By Kareem Carr
I feel that we are rapidly approaching a future where the maxim, ‘Cheaters only cheat themselves’, obtains. I have, of late, come to understand, perhaps only in small part, the prodigious resources open to the modern mathematical learner. Blogs, forums, online chats, question-and-answer sites, tutorial services, online lectures (by both Ivy League professors and guys in their basements) and large data repositories abound. Thousands of books are available online either in part or in whole. The lines between cheating and information gathering are blurring. I think we are fast approaching a point where, in order to personally advance, even the most conscientious student must be fully self-aware of where he is crossing the line between just the right amount of help and too much help. Otherwise, he could easily undermine himself and his efforts.
Yet, I can’t help but be overjoyed with the spread of mathematics. This is surely a liberation and democratization of mathematical teaching and knowledge.
Why now? What has stimulated this flourishing? Grant me some latitude to advance a theory. I have been doing some research on the occurrence of mathematical talent. From the sources that I’ve gathered, a few things become clear. Mathematical talent occurs in clusters: families, communities, social groups and countries. It often requires social contact with other mathematically inclined people to flourish. Paradoxically, it requires a tremendous amount of personal drive. However, drive is not always enough. If it were not so, we would not need universities as learning institutions for mathematicians.
The internet allows people who have drive, even if they are born in a circumstance which is poor in mathematical resources to connect with others around the world.
I still predict that internet fostered-talent will appear in clusters. However, at least the doors are a little more open.

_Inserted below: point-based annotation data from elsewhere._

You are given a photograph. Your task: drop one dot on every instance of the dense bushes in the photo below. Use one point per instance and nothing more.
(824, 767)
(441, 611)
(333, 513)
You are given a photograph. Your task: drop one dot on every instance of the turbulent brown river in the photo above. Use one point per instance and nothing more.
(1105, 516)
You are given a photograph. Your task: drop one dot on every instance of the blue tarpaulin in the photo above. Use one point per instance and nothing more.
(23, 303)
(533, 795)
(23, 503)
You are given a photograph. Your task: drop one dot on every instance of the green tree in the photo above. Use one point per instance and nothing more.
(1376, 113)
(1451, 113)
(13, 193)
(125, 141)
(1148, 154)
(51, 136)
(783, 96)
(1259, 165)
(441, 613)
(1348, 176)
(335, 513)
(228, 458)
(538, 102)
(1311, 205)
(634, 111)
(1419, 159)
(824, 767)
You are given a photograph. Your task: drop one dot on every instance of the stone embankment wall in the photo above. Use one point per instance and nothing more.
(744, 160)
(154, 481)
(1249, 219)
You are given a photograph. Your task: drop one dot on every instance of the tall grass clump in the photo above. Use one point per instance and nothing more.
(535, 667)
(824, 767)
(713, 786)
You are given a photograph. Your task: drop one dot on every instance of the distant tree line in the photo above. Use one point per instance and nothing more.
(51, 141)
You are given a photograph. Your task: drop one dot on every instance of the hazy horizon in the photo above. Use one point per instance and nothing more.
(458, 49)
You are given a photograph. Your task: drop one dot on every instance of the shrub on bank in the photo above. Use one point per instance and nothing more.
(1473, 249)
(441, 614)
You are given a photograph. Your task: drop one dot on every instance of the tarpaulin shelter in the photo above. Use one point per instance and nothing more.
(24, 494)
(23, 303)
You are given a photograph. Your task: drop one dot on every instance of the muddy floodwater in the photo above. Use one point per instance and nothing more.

But I’ve gone off on a tangent. What about cheating? I feel the role of the educator might be changing. Once, a few could control the flow of information. That is changing. A homework model that is based on limited availability of information to the student, i.e. the student not being able to find the answer if he or she so chose, might not last. It has been difficult for most systems which have relied in the past on information asymmetry such as travel agencies, scientific journals, and the encyclopedia and dictionary market. So perhaps, it will be difficult for formal education to adapt also. However, gradually, solutions are being developed and approaches are being adapted. So, perhaps teaching will change too to encompass the new possibilities.